Knowing the bedbug’s point of origin, scientists believed, would help establish their evolutionary development and therefore lead to the development of an effective pesticide. But, just as the post-DDT population of bedbugs had seemingly come from nowhere, the bedbug proper seemed to be much the same. It’s believed that the bedbug originally originated in the Middle East, where humans dwelled in dark caves, surrounded by bats—that our cavemates gifted us the cimex lectularius. But that’s, of course, conjecture; bats tell no secrets.

And certainly, the social panic provoked by bedbugs—couched as it always is in fear—has contributed to the impossibility of pinning down the pest’s origin. When the English first realized that they had bedbugs, sometime in the 1580s, they were quick to blame it on wood imported from Italy. The French believed the bugs had come from the Germans; the German blamed the French. And 20th century Americans were quick to believe that the bed bug had been brought back to the country on the backs of immigrants. Borel writes:

In Kentucky, the first bedbugs during the resurgence were found in the homes of Sudanese refugees known as the Lost Boys which made…[researchers] wonder whether these bedbugs…had come from Africa. Overseas, it was no different. In England, one expert told me that some people blamed immigrants from Kenya, others said the bed bugs were imported by fellow Brits who took holidays in Turkey, and still others claimed that the source was a piece of luggage from Australia.

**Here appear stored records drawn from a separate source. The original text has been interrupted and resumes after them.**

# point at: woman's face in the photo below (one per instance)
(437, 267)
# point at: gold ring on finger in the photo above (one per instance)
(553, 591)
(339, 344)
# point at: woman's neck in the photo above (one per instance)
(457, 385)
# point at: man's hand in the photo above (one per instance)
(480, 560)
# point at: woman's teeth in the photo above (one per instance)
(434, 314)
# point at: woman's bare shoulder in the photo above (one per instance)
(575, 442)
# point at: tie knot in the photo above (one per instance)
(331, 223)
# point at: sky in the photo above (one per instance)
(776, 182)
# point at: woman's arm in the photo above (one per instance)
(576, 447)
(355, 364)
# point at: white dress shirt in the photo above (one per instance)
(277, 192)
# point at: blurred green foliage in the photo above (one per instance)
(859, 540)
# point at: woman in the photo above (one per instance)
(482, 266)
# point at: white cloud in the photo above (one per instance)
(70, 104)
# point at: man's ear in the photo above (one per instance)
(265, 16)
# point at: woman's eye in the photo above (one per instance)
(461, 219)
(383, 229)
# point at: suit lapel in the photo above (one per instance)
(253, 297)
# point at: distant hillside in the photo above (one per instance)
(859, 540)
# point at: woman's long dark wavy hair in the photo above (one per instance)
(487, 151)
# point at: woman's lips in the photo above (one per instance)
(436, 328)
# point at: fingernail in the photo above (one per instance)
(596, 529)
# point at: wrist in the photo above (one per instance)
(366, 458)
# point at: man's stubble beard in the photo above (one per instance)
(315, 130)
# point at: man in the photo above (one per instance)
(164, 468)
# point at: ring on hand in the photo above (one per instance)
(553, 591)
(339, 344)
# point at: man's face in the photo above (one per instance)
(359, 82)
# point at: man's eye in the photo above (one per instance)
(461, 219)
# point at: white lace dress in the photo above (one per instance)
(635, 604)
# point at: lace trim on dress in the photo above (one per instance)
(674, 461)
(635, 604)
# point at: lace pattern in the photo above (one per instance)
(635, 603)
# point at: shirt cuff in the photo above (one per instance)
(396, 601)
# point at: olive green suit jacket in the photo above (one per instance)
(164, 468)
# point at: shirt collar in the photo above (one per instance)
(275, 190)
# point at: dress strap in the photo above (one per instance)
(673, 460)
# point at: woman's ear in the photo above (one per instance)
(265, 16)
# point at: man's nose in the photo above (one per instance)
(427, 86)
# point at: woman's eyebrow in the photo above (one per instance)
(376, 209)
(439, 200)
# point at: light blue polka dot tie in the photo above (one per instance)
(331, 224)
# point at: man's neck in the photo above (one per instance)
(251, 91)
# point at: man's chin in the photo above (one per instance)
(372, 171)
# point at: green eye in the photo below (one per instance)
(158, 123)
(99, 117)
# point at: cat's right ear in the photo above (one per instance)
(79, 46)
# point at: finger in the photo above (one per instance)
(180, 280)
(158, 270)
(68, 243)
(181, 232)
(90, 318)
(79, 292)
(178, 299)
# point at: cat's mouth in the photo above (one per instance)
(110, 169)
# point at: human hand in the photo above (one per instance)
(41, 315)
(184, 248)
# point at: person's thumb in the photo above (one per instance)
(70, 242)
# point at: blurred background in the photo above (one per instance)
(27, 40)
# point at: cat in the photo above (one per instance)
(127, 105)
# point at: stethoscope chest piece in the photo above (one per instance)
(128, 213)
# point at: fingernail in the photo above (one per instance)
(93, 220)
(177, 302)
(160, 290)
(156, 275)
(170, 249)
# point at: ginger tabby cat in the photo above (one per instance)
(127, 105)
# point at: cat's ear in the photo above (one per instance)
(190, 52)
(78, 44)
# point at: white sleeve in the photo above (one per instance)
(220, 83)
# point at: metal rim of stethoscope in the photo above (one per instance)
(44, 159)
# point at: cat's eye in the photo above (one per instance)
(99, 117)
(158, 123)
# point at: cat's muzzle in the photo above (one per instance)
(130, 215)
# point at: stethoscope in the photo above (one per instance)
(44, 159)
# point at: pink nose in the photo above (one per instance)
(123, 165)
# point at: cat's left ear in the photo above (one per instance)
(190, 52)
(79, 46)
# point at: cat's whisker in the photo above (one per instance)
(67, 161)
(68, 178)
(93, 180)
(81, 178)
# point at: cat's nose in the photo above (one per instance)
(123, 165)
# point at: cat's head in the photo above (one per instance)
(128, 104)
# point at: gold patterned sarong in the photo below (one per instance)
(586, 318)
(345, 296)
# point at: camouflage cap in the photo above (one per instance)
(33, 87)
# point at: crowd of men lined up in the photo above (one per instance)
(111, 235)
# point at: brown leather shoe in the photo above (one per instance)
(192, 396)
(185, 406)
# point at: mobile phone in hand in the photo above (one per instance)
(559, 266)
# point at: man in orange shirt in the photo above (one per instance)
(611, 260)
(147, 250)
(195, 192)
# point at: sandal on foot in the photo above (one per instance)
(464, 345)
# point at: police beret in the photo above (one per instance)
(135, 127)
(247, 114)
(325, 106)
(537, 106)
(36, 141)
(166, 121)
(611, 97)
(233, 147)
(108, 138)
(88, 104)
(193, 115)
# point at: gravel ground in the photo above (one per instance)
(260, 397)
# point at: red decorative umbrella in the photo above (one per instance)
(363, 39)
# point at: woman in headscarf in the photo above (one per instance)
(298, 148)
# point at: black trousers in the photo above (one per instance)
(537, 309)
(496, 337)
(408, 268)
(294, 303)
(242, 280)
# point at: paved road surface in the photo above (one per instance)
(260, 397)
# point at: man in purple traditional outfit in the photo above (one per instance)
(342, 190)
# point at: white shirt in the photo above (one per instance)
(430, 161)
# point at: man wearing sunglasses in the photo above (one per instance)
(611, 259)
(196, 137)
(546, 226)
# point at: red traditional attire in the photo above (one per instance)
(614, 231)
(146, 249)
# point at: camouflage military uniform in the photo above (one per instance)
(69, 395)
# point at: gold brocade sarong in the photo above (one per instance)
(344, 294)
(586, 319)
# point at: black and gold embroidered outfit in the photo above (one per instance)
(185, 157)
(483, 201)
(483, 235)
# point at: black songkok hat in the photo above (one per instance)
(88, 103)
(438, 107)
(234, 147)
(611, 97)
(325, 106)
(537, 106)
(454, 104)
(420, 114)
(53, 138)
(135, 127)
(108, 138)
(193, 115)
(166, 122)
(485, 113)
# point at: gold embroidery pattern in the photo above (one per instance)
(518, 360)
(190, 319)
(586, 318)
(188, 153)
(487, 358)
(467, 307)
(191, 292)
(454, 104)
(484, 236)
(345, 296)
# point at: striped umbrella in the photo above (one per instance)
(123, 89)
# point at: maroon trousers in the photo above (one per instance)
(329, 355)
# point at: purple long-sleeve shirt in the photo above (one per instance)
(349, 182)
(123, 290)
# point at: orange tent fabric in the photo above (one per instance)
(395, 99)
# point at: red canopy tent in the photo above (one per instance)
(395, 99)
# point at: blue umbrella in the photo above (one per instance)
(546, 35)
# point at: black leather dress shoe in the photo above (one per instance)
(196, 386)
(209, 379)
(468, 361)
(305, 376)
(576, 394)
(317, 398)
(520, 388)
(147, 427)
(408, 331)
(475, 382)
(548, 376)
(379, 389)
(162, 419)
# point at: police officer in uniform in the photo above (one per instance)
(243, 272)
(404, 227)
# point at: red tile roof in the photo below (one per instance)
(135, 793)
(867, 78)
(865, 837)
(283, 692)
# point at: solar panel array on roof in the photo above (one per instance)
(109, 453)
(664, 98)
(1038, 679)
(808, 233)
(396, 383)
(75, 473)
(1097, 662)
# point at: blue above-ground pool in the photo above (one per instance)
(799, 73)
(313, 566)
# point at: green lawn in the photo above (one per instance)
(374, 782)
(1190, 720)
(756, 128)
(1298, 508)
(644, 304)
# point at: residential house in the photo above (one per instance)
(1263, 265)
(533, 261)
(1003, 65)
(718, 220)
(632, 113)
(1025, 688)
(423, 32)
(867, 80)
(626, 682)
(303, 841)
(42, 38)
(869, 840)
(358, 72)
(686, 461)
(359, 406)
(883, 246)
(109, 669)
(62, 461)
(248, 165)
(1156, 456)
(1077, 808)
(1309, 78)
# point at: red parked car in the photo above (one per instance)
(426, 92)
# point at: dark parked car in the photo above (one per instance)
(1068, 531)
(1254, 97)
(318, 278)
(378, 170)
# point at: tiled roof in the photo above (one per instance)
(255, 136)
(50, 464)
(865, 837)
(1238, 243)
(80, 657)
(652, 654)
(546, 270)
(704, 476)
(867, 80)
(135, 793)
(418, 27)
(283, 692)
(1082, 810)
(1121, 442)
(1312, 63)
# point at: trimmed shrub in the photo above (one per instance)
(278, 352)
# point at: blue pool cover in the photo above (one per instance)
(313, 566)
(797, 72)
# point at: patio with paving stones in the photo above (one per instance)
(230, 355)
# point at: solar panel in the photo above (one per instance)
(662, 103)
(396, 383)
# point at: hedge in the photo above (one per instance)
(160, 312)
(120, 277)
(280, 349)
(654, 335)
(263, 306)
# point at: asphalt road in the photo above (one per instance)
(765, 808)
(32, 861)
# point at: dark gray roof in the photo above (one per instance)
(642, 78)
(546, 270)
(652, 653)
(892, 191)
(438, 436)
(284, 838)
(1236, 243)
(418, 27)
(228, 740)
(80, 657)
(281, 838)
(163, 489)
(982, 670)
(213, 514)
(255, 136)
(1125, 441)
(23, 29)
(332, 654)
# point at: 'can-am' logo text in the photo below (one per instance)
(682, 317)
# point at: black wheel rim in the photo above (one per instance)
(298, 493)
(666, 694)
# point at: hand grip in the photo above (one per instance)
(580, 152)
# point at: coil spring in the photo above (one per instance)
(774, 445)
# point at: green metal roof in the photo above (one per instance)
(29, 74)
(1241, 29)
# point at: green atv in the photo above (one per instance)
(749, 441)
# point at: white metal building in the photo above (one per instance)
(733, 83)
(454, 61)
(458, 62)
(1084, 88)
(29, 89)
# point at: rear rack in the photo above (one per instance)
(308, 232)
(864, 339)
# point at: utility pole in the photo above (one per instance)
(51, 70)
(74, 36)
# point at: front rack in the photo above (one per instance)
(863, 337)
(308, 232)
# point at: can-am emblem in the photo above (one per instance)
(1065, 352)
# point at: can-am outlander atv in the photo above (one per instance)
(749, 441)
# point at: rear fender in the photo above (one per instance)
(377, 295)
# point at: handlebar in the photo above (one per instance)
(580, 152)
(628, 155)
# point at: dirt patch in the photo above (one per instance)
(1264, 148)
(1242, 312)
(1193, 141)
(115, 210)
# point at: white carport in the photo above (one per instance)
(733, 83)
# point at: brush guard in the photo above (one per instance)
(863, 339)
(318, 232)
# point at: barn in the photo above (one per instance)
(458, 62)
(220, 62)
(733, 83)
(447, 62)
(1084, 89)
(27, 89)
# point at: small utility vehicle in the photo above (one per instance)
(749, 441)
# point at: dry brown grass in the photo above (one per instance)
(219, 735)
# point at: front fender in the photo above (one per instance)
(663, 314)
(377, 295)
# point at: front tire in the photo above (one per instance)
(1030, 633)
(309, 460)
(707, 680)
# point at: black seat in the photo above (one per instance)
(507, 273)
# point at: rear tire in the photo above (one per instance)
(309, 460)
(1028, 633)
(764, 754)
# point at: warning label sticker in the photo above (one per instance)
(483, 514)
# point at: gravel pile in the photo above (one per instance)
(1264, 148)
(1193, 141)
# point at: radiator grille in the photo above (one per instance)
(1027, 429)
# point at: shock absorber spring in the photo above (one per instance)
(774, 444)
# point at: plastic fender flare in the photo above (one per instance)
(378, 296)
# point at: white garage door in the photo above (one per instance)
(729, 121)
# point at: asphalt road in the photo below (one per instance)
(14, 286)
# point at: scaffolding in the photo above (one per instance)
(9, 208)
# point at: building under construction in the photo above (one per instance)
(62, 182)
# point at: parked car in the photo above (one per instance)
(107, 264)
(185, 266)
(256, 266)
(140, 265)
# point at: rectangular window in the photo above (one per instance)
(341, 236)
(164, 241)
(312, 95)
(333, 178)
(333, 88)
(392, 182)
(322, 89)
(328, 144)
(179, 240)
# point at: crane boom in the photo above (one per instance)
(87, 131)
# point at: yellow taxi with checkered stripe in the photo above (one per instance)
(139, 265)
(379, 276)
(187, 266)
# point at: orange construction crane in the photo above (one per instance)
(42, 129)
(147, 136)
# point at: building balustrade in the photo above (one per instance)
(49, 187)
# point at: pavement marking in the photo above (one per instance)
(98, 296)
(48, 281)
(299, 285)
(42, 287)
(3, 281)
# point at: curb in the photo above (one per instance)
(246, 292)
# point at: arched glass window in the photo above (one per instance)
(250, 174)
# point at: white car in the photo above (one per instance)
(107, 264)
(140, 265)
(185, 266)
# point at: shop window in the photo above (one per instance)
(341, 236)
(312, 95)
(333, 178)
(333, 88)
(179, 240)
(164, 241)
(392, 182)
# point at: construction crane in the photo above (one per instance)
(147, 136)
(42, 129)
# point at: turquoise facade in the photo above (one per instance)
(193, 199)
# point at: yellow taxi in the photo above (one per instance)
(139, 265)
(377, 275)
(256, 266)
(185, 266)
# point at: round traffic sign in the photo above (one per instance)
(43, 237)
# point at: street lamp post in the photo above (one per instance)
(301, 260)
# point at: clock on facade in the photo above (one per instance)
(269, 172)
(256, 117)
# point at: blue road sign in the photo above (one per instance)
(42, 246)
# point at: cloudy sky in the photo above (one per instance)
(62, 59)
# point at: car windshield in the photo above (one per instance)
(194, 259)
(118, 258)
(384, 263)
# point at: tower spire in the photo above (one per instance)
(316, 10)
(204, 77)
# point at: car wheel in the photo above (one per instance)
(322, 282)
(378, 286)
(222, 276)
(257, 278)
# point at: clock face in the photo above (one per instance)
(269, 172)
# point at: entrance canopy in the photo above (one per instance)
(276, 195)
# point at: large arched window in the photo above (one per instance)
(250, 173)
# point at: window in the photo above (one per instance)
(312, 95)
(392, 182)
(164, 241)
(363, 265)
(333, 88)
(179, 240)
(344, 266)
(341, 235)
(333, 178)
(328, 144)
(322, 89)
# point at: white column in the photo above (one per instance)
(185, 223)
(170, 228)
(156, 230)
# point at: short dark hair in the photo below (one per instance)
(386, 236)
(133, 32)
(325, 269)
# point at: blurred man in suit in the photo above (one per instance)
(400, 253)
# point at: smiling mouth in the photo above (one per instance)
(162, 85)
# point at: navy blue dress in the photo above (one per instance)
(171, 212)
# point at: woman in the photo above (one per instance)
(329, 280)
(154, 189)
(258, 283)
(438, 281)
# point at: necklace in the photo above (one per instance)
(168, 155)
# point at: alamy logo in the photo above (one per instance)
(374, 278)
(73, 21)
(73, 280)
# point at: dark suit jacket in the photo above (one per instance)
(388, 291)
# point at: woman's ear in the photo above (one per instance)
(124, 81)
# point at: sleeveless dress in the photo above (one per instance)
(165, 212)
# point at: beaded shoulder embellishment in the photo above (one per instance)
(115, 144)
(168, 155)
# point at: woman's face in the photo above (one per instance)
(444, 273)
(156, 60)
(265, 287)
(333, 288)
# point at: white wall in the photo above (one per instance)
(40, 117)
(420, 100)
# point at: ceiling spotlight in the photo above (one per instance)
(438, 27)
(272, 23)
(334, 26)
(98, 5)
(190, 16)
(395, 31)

But none of these conjectures proved true. Today, bedbugs still seem to be both from everywhere and nowhere. Falsely, we cling to some vague reassurance that they’re definitely not native to the places where we live. Bedbugs can’t possibly originate from an urban, modern habitat, we tell ourselves; they must have come from elsewhere, some pre-modern landscape—best signified in the modern era by the immigrant. Bedbugs have to be foreign. If not, what does that make us? People who once lived in caves, surrounded by bats?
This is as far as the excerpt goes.